The Australian Communications and Media Authority (ACMA) is considering submissions to lift the ban on ‘repeaters’ in tunnels so that they can be used to boost GPS signals in Sydney’s road tunnels.
GPS (Global Positioning System) signals are a type of radionavigation-satellite service (RNSS).
Re-transmission of RNSS signals is banned in Australia under the Radiocommunications Act 1992, due to the risk of interfering with other GPS signals.
ACMA is considering submissions to review the legislation. Transport for NSW, NSW Telco Authority, Fire & Rescue NSW, NSW Ambulance and NSW Police support this initiative.
Transport for NSW Deputy Secretary for Greater Sydney, Elizabeth Mildwater, said, “As many motorists know, GPS signals don’t work in road tunnels because they lose the line of sight to satellites.
“Some vehicles use other technology but GPS is the most accurate and is used by emergency services.
“The freight industry – one of the primary users of tunnels – also uses GPS to actively provide information on tracking and on-board communication.
“With the delivery of major tunnel projects across Sydney like WestConnex, NorthConnex, M6 Stage 1, Western Harbour Tunnel and Beaches Link, it’s important we act as soon as possible.”
Transport for NSW has made a submission to the Federal Regulator to install and trial re-transmission points inside tunnels to simulate satellite signals.

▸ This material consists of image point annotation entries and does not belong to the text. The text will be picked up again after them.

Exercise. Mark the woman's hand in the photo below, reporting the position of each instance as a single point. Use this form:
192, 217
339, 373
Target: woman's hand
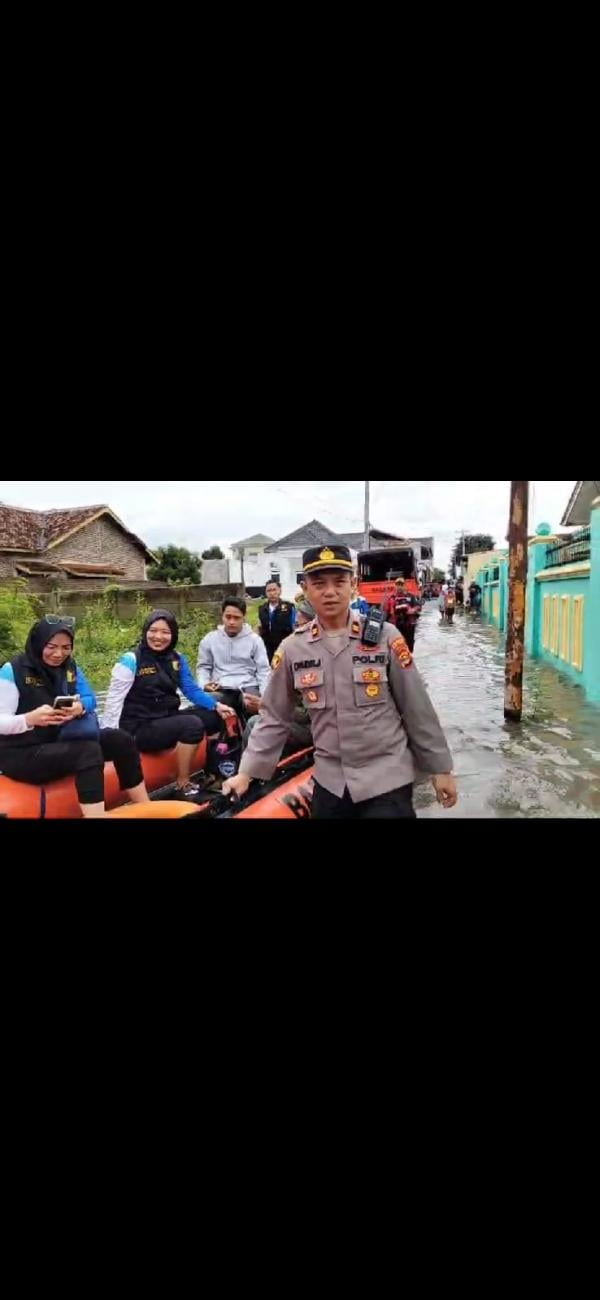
447, 791
44, 716
70, 714
225, 711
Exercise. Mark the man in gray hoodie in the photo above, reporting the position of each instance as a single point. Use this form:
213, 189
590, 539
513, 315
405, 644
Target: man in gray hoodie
234, 659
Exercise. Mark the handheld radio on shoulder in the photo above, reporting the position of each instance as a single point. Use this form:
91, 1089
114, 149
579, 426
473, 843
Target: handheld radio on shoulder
373, 629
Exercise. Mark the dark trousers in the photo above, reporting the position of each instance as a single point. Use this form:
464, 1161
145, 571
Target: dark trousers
235, 700
187, 727
385, 807
83, 759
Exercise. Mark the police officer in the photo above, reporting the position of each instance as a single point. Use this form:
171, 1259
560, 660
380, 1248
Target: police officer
277, 619
372, 719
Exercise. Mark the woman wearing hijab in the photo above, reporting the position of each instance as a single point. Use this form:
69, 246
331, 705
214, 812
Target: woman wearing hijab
144, 698
40, 744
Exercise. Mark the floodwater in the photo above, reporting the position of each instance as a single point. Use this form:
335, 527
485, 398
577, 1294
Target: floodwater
546, 767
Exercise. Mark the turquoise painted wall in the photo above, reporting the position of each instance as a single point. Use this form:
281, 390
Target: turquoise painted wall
592, 616
566, 586
565, 589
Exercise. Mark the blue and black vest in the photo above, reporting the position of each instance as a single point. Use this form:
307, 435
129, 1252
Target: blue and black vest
155, 692
35, 690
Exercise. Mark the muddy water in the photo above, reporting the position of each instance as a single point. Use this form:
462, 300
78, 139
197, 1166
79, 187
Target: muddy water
546, 767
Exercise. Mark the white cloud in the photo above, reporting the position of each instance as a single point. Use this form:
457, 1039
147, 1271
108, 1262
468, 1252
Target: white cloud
199, 512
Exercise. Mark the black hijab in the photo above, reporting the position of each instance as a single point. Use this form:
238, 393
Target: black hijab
38, 638
161, 659
174, 628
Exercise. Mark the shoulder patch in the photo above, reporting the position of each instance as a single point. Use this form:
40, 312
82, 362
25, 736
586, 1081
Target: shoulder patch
401, 651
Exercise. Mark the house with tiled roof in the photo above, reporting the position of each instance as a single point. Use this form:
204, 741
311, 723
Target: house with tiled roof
86, 542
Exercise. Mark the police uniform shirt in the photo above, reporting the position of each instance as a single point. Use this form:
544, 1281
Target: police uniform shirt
372, 719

“Standard modern vehicles are equipped with more than 50 sensors, generating data referenced in time and space to a specific location,” Ms Mildwater said.
“Our innovative trial will investigate the effect of in-tunnel devices on receivers aboard emergency services vehicles, and other devices such as smartphones and GPS units.

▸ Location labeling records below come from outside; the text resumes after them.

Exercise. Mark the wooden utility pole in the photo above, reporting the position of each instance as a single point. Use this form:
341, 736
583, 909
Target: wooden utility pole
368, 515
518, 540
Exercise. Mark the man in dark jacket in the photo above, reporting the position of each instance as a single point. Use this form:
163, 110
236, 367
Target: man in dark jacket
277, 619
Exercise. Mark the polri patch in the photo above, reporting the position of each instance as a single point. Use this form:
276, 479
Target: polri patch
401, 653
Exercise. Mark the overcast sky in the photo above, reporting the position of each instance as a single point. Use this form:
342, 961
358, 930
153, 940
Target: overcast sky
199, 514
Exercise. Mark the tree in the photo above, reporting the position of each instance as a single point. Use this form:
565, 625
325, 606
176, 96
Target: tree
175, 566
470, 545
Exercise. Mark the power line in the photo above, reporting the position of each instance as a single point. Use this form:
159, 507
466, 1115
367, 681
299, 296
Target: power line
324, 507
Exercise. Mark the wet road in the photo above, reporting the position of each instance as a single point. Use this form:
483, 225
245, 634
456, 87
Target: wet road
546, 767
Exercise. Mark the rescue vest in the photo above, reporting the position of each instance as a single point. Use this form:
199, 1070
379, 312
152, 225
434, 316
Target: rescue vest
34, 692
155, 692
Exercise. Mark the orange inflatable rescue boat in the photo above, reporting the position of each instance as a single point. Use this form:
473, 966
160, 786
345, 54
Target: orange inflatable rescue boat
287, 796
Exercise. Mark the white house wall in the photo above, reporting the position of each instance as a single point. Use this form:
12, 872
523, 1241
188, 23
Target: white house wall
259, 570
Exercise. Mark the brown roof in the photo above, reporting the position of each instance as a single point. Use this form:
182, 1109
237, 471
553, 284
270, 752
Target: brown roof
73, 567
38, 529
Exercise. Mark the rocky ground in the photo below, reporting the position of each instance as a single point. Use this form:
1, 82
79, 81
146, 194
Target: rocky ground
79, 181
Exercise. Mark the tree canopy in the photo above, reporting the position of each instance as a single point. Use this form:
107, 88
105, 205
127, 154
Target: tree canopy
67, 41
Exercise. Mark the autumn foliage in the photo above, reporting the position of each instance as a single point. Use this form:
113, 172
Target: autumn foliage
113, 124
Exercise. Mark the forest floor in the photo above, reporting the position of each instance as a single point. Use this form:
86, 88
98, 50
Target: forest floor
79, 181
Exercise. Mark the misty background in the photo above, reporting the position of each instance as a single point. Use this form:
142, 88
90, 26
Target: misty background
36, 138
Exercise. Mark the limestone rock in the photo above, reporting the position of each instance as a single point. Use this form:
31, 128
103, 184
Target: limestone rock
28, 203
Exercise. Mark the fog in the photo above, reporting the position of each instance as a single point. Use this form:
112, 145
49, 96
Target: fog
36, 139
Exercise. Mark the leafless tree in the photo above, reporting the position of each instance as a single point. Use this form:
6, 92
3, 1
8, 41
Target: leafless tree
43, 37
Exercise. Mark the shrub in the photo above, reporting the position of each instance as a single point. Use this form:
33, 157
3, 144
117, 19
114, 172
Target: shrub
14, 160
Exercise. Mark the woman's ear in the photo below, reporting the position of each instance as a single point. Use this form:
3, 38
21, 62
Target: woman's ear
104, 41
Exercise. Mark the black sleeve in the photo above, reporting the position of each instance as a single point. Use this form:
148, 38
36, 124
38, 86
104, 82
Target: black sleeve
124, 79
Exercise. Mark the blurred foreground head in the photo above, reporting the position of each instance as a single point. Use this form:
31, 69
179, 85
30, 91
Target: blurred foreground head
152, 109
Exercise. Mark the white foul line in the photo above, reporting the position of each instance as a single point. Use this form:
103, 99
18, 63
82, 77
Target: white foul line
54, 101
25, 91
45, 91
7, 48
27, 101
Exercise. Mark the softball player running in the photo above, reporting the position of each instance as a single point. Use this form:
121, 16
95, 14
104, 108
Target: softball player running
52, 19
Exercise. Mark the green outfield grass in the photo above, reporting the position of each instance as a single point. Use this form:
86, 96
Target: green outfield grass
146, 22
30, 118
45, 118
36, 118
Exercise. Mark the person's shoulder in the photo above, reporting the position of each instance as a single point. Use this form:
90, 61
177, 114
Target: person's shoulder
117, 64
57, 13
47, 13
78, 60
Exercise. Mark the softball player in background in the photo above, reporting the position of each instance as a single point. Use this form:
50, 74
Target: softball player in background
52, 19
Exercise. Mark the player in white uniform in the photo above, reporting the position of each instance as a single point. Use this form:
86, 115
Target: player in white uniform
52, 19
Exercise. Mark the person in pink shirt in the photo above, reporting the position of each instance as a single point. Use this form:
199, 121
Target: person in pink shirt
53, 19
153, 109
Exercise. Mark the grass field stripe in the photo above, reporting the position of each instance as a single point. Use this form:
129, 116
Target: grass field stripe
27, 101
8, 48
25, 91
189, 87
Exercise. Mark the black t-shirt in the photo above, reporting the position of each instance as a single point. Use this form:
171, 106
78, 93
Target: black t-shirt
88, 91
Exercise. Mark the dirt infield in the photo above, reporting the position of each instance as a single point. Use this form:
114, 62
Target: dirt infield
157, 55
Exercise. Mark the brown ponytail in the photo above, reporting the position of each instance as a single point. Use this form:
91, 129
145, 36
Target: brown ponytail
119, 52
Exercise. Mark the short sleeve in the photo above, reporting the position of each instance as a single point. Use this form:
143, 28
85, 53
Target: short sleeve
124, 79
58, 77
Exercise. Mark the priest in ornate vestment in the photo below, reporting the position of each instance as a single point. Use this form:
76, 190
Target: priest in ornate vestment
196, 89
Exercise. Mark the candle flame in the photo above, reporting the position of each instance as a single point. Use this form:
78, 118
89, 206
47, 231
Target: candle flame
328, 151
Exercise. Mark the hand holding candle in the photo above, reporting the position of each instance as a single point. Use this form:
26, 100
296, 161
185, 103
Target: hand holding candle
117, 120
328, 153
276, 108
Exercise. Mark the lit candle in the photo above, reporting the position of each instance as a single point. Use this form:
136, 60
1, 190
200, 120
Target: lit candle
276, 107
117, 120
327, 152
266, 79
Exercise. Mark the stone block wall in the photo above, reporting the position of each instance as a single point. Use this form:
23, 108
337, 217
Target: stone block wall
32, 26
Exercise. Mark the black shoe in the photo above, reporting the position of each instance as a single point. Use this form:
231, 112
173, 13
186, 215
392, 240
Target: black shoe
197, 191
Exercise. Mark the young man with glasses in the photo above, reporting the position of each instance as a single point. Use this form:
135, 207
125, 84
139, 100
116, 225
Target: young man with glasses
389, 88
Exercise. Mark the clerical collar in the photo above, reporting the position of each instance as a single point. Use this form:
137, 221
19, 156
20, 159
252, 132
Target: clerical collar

“This is an opportunity to further modernise our infrastructure with potential benefits for IT, traffic management and control systems. A collaborative, nation-wide approach will transform the future mobility of people and goods and deliver vital safety outcomes.”

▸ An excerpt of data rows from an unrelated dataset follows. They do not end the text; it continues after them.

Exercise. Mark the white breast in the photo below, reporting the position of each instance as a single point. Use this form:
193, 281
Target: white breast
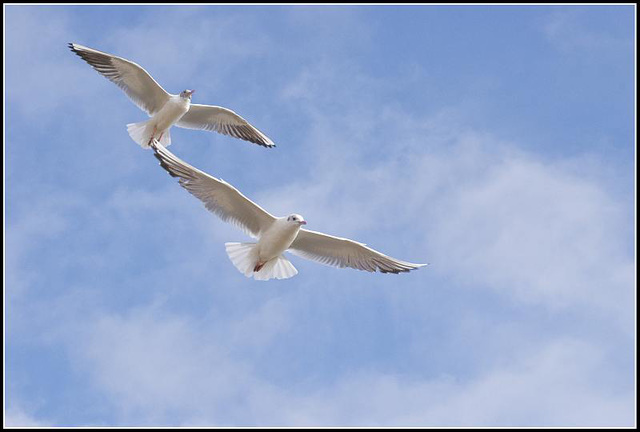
171, 112
277, 239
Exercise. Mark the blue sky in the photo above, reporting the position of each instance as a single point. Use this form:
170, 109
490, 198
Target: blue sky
496, 143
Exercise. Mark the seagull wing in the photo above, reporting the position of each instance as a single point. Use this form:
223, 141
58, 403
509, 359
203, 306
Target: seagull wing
136, 82
224, 121
341, 252
217, 195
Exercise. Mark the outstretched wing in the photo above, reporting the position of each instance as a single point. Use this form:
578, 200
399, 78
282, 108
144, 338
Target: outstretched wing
217, 195
341, 252
136, 82
224, 121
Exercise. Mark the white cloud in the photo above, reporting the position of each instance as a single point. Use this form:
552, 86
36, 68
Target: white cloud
569, 30
15, 416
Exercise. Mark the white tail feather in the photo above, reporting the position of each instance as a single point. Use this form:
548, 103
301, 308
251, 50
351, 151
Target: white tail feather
141, 133
245, 257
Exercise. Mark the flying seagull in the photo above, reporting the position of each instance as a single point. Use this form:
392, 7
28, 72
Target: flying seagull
164, 108
264, 260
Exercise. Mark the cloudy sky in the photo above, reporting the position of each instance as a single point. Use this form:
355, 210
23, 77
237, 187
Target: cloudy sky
495, 143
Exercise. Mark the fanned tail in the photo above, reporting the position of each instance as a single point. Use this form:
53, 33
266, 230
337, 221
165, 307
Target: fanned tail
245, 257
277, 268
141, 133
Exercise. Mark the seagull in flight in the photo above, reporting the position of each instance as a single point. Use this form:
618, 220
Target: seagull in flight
165, 109
264, 259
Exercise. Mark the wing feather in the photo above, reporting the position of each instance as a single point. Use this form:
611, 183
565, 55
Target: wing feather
136, 82
224, 121
218, 196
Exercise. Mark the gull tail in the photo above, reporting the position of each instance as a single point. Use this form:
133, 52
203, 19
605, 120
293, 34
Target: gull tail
245, 257
141, 133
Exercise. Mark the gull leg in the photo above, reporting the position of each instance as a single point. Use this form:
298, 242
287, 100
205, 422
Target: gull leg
155, 129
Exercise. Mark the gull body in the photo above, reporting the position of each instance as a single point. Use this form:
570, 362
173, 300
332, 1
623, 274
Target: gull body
165, 109
265, 258
158, 125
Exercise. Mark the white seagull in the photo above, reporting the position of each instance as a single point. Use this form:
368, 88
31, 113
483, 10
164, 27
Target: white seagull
165, 109
264, 260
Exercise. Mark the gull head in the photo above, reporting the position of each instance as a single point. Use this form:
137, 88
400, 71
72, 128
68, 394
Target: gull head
296, 219
186, 94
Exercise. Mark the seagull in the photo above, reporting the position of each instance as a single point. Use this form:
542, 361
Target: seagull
264, 259
165, 109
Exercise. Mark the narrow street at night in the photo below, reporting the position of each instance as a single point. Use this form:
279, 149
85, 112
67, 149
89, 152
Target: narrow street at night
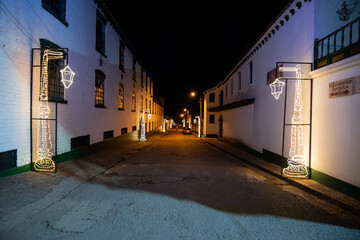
173, 186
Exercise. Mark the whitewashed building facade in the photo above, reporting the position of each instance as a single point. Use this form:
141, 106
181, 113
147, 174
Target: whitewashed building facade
242, 109
111, 85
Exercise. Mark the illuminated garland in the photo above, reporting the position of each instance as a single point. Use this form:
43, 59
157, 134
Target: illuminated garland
44, 160
296, 164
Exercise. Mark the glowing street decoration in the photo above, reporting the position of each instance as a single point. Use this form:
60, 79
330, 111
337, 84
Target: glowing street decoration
44, 160
142, 131
67, 76
297, 162
277, 88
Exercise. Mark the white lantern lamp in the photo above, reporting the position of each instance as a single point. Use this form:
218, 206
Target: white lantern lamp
67, 76
277, 88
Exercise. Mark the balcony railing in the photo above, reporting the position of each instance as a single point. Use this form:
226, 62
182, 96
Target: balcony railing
338, 45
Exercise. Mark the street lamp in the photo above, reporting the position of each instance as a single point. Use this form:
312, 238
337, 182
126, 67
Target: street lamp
143, 134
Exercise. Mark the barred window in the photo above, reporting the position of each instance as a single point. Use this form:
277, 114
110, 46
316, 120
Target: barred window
121, 97
99, 88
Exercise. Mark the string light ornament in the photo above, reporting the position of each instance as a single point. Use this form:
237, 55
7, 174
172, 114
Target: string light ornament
44, 160
67, 76
297, 162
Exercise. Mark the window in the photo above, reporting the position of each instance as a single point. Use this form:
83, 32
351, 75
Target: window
100, 33
121, 97
134, 69
239, 80
122, 56
250, 73
57, 8
99, 88
133, 102
123, 131
8, 159
150, 86
212, 97
211, 118
55, 86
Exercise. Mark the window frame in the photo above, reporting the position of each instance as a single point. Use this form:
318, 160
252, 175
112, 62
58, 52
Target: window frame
122, 56
133, 101
211, 97
251, 67
99, 89
100, 33
121, 98
211, 118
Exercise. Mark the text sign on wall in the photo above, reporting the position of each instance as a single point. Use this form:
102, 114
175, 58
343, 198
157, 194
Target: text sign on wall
340, 88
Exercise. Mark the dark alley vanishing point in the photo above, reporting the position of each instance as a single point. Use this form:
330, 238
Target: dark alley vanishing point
173, 186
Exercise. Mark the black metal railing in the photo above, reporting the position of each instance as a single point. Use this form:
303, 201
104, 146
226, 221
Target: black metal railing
341, 44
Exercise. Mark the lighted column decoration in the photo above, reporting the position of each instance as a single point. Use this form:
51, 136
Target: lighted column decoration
297, 162
198, 121
44, 160
143, 132
164, 125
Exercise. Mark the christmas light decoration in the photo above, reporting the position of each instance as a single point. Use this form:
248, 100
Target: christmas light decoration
297, 162
67, 76
44, 160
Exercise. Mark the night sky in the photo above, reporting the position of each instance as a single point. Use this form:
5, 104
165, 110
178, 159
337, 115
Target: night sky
192, 45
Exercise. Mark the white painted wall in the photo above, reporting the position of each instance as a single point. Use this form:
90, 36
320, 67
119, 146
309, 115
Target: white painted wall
336, 129
22, 24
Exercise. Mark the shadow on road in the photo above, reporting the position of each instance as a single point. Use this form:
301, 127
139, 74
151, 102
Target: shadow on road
185, 168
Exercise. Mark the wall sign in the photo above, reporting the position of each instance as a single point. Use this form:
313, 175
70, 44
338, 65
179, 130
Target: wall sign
341, 88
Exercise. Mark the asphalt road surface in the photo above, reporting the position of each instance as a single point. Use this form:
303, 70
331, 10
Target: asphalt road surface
172, 187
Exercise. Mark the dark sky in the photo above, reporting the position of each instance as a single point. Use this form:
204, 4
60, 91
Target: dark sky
192, 45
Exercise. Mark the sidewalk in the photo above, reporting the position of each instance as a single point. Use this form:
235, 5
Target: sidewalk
308, 185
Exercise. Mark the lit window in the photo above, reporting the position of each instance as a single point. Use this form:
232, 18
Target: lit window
122, 56
212, 97
100, 33
121, 97
211, 118
239, 80
99, 88
133, 102
250, 73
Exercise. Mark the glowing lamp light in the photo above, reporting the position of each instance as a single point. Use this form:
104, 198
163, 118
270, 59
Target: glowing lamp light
67, 76
277, 88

Fire and Rescue NSW (FRNSW) Deputy Commissioner, Jeremy Fewtrell, said the boost in GPS signals could mean quicker response times should an emergency occur.
“With multiple entry and exit points to our tunnels it can be difficult to find the exact location of an incident,” Mr Fewtrell said.
“GPS data would mean our crews could instantly pinpoint these locations and reduce our response times.
“Anything that delays our response capability is likely to increase the risk to life and property so this is a huge step in the right direction for us to better protect the New South Wales community.”